One Response to “Debra Murphy on the fiction of Ian McEwan”
  1. Linda Linda says:

    Thank you for this article. I have only read Atonement and although I enjoyed the beautiful prose was deeply disappointed with the book, which seemed to me to be a series of disjointed scenes featuring characters in some way. The ending made me as enraged as Ms. Murphy’s son. I am not surprised that McEwan is an atheist, since the gratuitous ending exploited his characters so that McEwan, the real author, can boldly say: “See, I can be God to my characters. I am a god when I write.” So the book left me with feelings of hostility.
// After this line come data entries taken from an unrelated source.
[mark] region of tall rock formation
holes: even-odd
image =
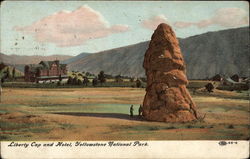
[[[151,37],[143,67],[147,75],[143,116],[147,120],[196,120],[196,105],[186,88],[188,80],[179,42],[172,28],[160,24]]]

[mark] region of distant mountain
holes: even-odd
[[[51,55],[51,56],[23,56],[23,55],[5,55],[0,53],[0,63],[6,63],[11,65],[16,64],[36,64],[40,61],[52,61],[52,60],[66,60],[73,56],[68,55]]]
[[[189,79],[204,79],[216,74],[248,76],[249,28],[208,32],[179,39]],[[142,67],[149,41],[102,51],[68,63],[69,70],[144,77]]]
[[[148,42],[102,51],[69,63],[69,70],[112,75],[144,76],[142,60]]]
[[[81,53],[81,54],[79,54],[77,56],[74,56],[74,57],[71,57],[69,59],[63,60],[61,63],[63,63],[63,64],[73,63],[73,62],[77,61],[78,59],[81,59],[81,58],[86,57],[88,55],[91,55],[91,54],[90,53]]]

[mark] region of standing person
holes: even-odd
[[[131,116],[131,117],[134,116],[134,108],[133,108],[133,105],[131,105],[131,107],[130,107],[130,116]]]
[[[141,105],[140,105],[140,107],[139,107],[138,112],[139,112],[139,116],[141,116],[141,115],[142,115],[142,106],[141,106]]]

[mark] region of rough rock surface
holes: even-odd
[[[196,105],[186,88],[188,80],[178,40],[172,28],[160,24],[144,57],[147,75],[143,116],[147,120],[188,122],[197,119]]]

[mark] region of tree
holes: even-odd
[[[78,83],[78,78],[75,76],[72,80],[72,84],[76,85]]]
[[[98,84],[98,79],[94,78],[92,81],[92,85],[95,87]]]
[[[72,84],[73,83],[73,78],[71,76],[69,76],[67,84]]]
[[[82,80],[77,79],[77,85],[82,85]]]
[[[105,78],[105,75],[104,75],[104,71],[101,71],[99,74],[98,74],[98,80],[100,81],[100,83],[104,83],[106,82],[106,78]]]
[[[10,78],[10,68],[7,67],[7,70],[6,70],[6,78],[9,79]]]
[[[137,88],[141,87],[141,80],[139,80],[139,79],[136,80],[136,87]]]
[[[83,84],[85,85],[85,86],[87,86],[88,85],[88,83],[89,83],[89,79],[88,79],[88,77],[83,77]]]
[[[213,92],[214,85],[213,85],[212,83],[208,83],[208,84],[205,85],[205,88],[206,88],[206,90],[207,90],[209,93],[211,93],[211,92]]]
[[[122,76],[121,75],[115,76],[115,82],[123,82]]]
[[[62,81],[62,75],[60,74],[59,75],[59,82],[61,82]]]
[[[90,73],[89,72],[86,72],[86,74],[85,74],[86,76],[90,76]]]
[[[12,77],[13,77],[13,79],[16,79],[16,68],[15,67],[12,70]]]

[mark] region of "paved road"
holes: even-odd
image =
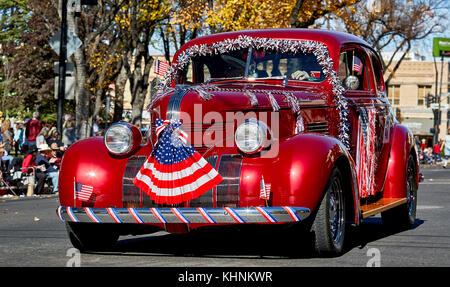
[[[352,230],[351,247],[338,258],[312,257],[301,248],[298,234],[159,232],[121,237],[113,251],[83,253],[79,263],[83,267],[364,267],[368,262],[383,267],[450,266],[450,170],[427,168],[423,174],[414,229],[392,234],[383,229],[379,217],[369,218]],[[74,262],[57,206],[55,196],[0,198],[0,266],[64,267]]]

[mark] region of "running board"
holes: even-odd
[[[406,198],[382,198],[377,202],[361,205],[362,218],[374,216],[404,203],[406,203]]]

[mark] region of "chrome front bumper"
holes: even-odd
[[[310,215],[304,207],[223,207],[223,208],[90,208],[63,207],[56,210],[61,221],[86,223],[290,223]]]

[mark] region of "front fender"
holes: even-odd
[[[143,146],[139,153],[145,153]],[[64,153],[59,175],[62,206],[122,207],[122,180],[128,158],[112,156],[102,137],[80,140]],[[75,183],[93,187],[88,203],[75,200]]]

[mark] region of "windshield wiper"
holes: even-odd
[[[288,78],[287,76],[272,76],[272,77],[263,77],[263,78],[255,78],[255,77],[248,77],[248,80],[250,82],[254,82],[254,81],[265,81],[265,80],[283,80],[283,85],[287,86],[288,83]]]
[[[222,82],[222,81],[237,81],[237,80],[243,80],[244,77],[231,77],[231,78],[209,78],[206,80],[206,84],[210,83],[216,83],[216,82]]]

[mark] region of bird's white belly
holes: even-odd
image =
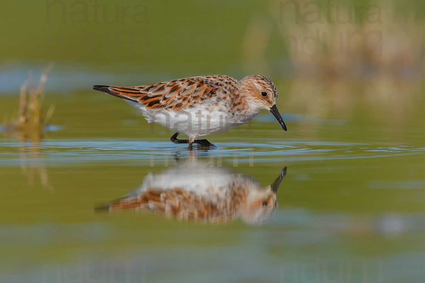
[[[126,102],[139,109],[148,122],[159,124],[172,131],[189,136],[222,133],[249,122],[255,116],[243,119],[235,119],[228,113],[217,109],[211,110],[205,108],[193,108],[178,111],[167,109],[152,110],[147,109],[142,104],[128,101]]]

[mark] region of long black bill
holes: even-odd
[[[281,171],[280,171],[280,174],[279,175],[279,177],[275,180],[275,181],[273,182],[271,185],[270,185],[270,187],[272,188],[272,191],[276,192],[278,191],[278,189],[279,189],[279,185],[280,184],[280,182],[282,181],[282,179],[283,178],[285,177],[285,175],[286,175],[286,167],[285,166],[285,168],[282,168]]]
[[[282,119],[282,116],[280,116],[280,114],[279,113],[279,111],[278,110],[278,108],[276,108],[276,105],[273,105],[273,107],[272,109],[270,110],[270,112],[272,112],[273,115],[275,115],[275,117],[276,119],[278,119],[279,121],[279,123],[280,124],[280,126],[282,127],[282,128],[286,130],[286,125],[285,125],[285,122],[283,122],[283,119]]]

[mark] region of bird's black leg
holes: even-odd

    Not so the movie. For me, the movie pulled everything together–including the mother’s migraines, since they were one of the reasons for the adult neglect of Briony that left her imagination to go unchecked and made her desperate for attention and control. I also thought the music in the movie created a new them in the book as horror of the war visited on the lives of real human beings. Celia and Robby are most vulnerable to it, having been stripped of their stations in life, family, love, and hopes by Briony’s misdoings. To me the movie is an elegy, as the music for the Dunkirk beach scene, for the terrible costs of the war, the price so many paid for the war, a sacrifice that should still our heart in reverence for their memory. None of this, however did I find in McIwan’s book. The movie also starkly exposes McEwan’s literary and personal conceit in the explanation for the change in the ending of the novel–to “give them what they so had deserved” Briony “chooses” to allow the lovers to live–rather than “actually die” within months of each other. Since for McEwan there is no life after death, he feels the need to celebrate that as an author he can dictate the point of death of someone to his own wishes, and this is all right, he thinks, since he, or she, is doing this in “atonement.” What a perverted joke. McEwan exhibits the atheistic hubris that, as far as I can see, led to the slaughter he condemns in his book, Atonement.